Arts >> Art >> Pop Art

How American Pop Culture Has Affected Art

American popular culture has had a strong effect on art practice since the early twentieth century. Both European artists, such as Marcel Duchamp, and American artists, such as Andy Warhol, most famously, have used American popular culture as inspiration.

The late twentieth century, after the advent of Pop art, and beyond has seen a range of approaches to popular culture. With the development of new media and technologies, such as mass reproduction and the widespread use of computers and the Internet, artists have increasingly engaged with the fabric of everyday American life.
  1. European Artists and the New York Art Scene in the Early Twentieth Century

    • Marcel Duchamp came to New York City in the middle of the 1910s. Duchamp, like his French artist colleagues Francis Picabia and Fernand Léger, was fascinated by what he saw as the youthful and vibrant American popular culture. During World War I and beyond, many European artists saw European culture as too traditional, too hidebound and locked in ancient conflicts. Until this point many artists (American as well as European) saw the United States art scene as provincial and unsophisticated. However, French artists applauded American technologies and engineering, factory-made goods and American popular art forms like jazz and comic strips.

    Duchamp's "Fountain"

    • In 1917, Duchamp submitted "Fountain," to the Society of Independent Artists exhibition. "Fountain" was a urinal that Duchamp purchased from the J.L. Mott Iron Works, Inc., a urinal that Duchamp turned upside down and signed "R. Mutt 1917."
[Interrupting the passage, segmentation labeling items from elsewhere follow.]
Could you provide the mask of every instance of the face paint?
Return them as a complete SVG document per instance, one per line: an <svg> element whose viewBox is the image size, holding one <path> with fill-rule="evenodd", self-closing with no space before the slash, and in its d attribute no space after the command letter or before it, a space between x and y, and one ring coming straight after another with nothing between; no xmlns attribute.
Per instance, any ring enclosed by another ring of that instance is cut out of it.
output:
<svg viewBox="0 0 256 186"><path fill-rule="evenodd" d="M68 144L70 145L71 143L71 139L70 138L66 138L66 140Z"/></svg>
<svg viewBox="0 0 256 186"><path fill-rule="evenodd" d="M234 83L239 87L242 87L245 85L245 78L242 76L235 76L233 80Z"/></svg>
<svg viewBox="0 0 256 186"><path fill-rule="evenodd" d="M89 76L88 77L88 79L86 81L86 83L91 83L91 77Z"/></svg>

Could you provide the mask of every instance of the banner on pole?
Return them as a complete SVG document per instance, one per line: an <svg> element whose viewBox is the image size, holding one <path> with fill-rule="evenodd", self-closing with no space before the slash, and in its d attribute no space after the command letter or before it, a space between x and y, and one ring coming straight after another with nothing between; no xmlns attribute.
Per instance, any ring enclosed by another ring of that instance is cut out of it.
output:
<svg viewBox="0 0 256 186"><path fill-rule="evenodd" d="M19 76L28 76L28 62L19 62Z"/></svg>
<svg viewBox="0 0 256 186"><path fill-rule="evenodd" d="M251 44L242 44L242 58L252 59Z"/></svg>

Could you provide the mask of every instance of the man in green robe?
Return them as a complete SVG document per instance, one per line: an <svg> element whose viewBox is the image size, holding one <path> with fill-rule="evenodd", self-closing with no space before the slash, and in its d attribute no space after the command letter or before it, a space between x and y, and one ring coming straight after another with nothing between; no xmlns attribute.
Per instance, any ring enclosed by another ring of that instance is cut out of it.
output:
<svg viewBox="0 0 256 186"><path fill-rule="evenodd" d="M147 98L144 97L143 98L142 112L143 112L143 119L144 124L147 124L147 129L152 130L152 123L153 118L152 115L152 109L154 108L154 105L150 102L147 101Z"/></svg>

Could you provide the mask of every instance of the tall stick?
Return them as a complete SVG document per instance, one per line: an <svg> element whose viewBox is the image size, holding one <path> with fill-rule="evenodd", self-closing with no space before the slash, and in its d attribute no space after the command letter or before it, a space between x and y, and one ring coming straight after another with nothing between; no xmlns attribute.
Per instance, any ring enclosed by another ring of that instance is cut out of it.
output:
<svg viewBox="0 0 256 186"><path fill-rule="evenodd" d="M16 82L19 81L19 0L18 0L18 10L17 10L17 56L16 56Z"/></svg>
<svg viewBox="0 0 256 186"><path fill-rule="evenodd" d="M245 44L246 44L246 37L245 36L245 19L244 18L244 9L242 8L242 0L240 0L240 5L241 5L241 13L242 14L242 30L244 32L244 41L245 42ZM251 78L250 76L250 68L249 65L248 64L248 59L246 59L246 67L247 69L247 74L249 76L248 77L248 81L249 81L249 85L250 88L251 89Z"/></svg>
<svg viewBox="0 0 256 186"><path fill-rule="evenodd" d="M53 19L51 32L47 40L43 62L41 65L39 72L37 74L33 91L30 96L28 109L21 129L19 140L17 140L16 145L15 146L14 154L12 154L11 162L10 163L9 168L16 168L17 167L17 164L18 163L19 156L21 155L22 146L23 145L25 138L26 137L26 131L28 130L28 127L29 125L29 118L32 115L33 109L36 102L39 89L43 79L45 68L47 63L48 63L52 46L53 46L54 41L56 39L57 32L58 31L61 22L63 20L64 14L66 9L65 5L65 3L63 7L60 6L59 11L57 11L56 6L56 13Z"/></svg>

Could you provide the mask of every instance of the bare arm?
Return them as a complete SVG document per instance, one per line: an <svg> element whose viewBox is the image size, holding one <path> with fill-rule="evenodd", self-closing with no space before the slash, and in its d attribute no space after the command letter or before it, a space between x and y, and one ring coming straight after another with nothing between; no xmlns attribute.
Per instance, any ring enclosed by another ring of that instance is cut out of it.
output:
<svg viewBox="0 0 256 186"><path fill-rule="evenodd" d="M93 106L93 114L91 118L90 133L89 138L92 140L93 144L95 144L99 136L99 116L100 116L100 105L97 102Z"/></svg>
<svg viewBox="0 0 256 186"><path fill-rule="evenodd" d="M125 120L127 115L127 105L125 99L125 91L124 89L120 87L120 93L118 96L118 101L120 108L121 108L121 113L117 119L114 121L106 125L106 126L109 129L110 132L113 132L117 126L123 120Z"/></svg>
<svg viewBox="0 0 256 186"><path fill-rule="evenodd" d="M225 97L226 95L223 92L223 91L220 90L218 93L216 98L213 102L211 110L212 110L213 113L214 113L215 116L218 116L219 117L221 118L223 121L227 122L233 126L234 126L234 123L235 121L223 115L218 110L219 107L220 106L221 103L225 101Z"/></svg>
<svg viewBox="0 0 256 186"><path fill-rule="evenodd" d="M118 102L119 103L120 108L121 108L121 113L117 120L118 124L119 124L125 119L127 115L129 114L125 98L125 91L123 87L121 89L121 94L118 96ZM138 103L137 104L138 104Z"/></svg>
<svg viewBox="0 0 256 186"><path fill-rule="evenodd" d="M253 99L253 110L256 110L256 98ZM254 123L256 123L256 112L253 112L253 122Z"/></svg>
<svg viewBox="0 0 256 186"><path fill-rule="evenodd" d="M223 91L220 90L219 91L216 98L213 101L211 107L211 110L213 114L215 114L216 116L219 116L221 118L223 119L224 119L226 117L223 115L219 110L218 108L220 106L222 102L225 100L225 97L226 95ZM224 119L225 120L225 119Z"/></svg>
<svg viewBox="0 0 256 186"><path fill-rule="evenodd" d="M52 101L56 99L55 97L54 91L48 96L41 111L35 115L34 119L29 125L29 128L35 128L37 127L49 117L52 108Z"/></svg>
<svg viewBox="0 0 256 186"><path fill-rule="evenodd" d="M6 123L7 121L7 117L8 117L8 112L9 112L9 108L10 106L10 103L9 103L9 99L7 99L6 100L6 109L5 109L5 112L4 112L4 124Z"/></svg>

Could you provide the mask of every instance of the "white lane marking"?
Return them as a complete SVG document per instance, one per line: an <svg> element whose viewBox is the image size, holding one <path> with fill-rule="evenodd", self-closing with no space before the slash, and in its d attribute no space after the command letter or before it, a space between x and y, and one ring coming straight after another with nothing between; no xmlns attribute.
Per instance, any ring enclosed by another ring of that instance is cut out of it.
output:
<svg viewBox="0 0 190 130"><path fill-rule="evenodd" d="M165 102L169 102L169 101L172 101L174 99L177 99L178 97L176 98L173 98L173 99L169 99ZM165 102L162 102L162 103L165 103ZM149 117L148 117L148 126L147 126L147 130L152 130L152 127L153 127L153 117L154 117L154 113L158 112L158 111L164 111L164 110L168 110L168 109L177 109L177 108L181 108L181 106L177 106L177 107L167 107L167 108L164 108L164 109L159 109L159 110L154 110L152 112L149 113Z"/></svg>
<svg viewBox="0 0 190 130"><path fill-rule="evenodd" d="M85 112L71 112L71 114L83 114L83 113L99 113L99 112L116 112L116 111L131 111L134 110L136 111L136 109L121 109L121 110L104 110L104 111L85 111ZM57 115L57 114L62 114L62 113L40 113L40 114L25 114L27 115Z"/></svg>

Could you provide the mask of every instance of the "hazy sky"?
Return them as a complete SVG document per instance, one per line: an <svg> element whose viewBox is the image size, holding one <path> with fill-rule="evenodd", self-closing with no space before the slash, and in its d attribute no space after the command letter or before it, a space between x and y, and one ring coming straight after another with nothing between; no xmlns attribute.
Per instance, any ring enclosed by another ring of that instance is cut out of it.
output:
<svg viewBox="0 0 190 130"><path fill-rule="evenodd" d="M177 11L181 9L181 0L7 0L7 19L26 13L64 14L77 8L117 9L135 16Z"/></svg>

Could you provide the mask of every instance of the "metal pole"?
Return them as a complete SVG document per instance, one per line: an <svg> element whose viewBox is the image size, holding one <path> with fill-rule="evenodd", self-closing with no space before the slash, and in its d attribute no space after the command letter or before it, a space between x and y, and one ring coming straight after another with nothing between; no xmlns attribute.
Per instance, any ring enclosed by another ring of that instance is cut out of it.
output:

      Though Duchamp was a board member of the Society of Independent Artists, none on the board knew that Duchamp was the actual artist of "Fountain." Though the Society's group exhibition purported to be open to any artist that paid the entrance fee and submitted no more than two works, the Society's board rejected "Fountain," and Duchamp immediately resigned, claiming that the Society was not as progressive and modern as they claimed to be.

      "Fountain" is now considered one of the greatest works of the twentieth century, as it radically changed what artists, critics and art historians consider as "art." Duchamp took an object made by a machine, an object that he found, and called it "art." Here, the artwork is in the idea of the artist rather than the craftsmanship of his hand.

    "Fountain" and American Pop Culture

    • Though "Fountain" was in part a radical comment on the definition of art, the urinal was also Duchamp's meditation on the American culture that he found so engaging. A recent immigrant to the United States, Duchamp was fascinated by American plumbing.

      In France at the time, men urinated in "pissoirs," long trenches in the ground without privacy screens. For Duchamp, the clean lines of American urinals were extremely modern. Moreover, they exemplified what Duchamp saw as American puritanism--Europeans were freer about urination, sex and genitalia, while Americans saw these as private.

    Pop Art

    • After World War II, in the 1950s and 1960s, Pop art exploded in the United States and England, in the works of Richard Hamilton, Andy Warhol and Claes Oldenburg.

      Hamilton and Warhol used the aesthetics of mass consumerism and youth culture--celebrities, repeating images, magazines and so forth--as a critique of modernist ideals of pure form and materiality. As opposed to their Abstract Expressionist predecessors, Pop artists insisted on an open and non-judgmental approach to cultural phenomena. As Lawrence Alloway wrote:

      "We felt none of the dislike of contemporary culture standard among most intellectuals, but accepted it as fact, discussed it in detail, and consumed it enthusiastically...We assumed an anthropological definition of culture in which all types of human activity were the subject of aesthetic judgment and attention."

    Digital Media and the Internet

    • Since the mid-1990s, contemporary artists have engaged with the aesthetics and implications of widespread Internet use. For example, a number of artists have started "surf clubs," group artist blogs where artists surf the Internet for images and video, alter the data in some way, and then re-post the material. Here, the art not only takes popular culture and mass media as its source material, but displays that art in a mass media venue.